Perhaps the most critical passage in this section is Greenwald’s description of the material basis for press collaboration with the surveillance state. He writes:
“This identification of the establishment media with the government is cemented by various factors, one of them being socioeconomic. Many of the influential journalists in the United States are now multimillionaires. They live in the same neighborhoods as the political figures and financial elites over which they ostensibly serve as watchdogs. They attend the same functions, they have the same circles of friends and associates, their children go to the same elite private schools…
“US establishment journalism is anything but an outside force. It is wholly integrated into the nation’s dominant political power. Culturally, emotionally, and socioeconomically, they are one and the same. Rich, famous, insider journalists do not want to subvert the status quo that so lavishly rewards them. Like all courtiers, they are eager to defend the system that vests them with their privileges and contemptuous of anyone who challenges the system. (p. 235)
There are significant limitations to Greenwald’s political perspective, expressed particularly in the epilogue, which hails the introduction of a bipartisan bill to defund the NSA surveillance programs, jointly introduced by liberal Democrat John Conyers and ultra-right Republican Justin Amash and narrowly defeated in the House of Representatives.
Greenwald is a small-d democrat, an opponent of mass spying and political repression, but not an opponent of capitalism.
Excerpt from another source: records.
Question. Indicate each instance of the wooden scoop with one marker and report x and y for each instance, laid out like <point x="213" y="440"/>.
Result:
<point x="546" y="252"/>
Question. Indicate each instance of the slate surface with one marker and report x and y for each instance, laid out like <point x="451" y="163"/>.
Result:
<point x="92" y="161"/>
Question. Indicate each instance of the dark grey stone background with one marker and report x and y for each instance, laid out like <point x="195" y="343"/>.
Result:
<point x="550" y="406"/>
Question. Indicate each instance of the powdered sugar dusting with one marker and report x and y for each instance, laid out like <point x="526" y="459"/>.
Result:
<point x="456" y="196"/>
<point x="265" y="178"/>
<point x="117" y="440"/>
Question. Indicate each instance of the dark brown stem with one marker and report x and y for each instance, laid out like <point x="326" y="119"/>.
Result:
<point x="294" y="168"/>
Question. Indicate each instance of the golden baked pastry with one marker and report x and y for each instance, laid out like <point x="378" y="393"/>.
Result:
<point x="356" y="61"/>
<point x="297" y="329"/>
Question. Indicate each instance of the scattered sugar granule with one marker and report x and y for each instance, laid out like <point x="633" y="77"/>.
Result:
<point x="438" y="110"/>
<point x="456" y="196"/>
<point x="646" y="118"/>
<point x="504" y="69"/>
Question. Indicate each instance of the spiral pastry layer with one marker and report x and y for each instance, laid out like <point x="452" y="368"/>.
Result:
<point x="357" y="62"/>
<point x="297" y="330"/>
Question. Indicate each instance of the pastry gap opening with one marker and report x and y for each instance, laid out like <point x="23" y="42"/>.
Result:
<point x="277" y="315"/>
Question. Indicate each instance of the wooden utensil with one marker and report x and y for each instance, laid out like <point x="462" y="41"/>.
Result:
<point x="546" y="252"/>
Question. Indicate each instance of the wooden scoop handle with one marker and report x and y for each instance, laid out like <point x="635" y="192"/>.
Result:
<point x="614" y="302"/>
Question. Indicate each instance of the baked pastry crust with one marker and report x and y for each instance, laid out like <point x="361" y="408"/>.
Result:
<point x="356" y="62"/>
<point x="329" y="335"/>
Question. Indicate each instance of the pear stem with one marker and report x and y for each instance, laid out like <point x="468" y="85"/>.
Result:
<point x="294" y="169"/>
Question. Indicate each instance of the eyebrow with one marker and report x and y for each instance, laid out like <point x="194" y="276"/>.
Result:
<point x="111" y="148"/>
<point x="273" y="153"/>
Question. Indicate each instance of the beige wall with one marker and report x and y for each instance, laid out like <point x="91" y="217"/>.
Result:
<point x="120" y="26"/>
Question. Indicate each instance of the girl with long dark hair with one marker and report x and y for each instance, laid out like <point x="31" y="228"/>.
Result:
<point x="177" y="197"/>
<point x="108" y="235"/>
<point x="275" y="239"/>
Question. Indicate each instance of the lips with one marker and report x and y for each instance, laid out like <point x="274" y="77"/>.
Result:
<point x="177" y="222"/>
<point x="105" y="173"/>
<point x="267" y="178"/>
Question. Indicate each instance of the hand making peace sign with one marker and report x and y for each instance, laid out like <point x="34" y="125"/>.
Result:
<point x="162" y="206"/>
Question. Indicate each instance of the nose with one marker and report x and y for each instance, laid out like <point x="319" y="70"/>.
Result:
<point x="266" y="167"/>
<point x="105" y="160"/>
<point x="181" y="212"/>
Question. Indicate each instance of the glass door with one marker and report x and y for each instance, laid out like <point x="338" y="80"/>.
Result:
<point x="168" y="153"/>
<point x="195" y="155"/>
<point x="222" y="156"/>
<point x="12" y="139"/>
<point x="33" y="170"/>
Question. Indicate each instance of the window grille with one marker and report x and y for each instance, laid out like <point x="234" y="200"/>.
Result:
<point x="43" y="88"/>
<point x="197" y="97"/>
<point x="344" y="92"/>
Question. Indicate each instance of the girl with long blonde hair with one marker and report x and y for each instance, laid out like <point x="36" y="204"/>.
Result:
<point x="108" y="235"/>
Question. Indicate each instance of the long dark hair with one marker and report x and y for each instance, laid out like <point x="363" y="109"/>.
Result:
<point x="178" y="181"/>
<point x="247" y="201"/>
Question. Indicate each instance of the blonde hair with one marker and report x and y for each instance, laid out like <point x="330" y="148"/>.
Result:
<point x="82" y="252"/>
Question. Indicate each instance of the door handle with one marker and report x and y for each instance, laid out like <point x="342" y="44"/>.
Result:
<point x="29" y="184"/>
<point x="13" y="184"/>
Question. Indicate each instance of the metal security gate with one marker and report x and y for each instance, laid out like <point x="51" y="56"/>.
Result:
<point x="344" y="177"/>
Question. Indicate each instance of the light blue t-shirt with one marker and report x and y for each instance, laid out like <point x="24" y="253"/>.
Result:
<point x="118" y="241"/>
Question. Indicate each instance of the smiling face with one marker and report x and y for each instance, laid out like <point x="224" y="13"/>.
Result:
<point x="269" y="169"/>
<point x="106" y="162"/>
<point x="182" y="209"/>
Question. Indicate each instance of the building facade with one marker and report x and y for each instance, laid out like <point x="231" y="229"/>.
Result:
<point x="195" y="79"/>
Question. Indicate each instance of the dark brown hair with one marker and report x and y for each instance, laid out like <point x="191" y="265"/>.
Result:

He makes a scathing denunciation of the role of money in corrupting US politics and the media, but recently launched an on-line media venture with the backing of Pierre Omidyar, the billionaire founder of eBay.
However aggressive his criticism of the existing order—and it is quite sharp in places—he remains shackled to a perspective of reforming that system through individual efforts to expose the worst evils and arouse public opinion. The development of a mass political movement from below, directed at uprooting the entire social order, seems for him to be a closed book.
That said, No Place to Hide is a serious contribution to the public understanding of the Snowden revelations and the emergence of a police state apparatus in America. It deserves a wide audience.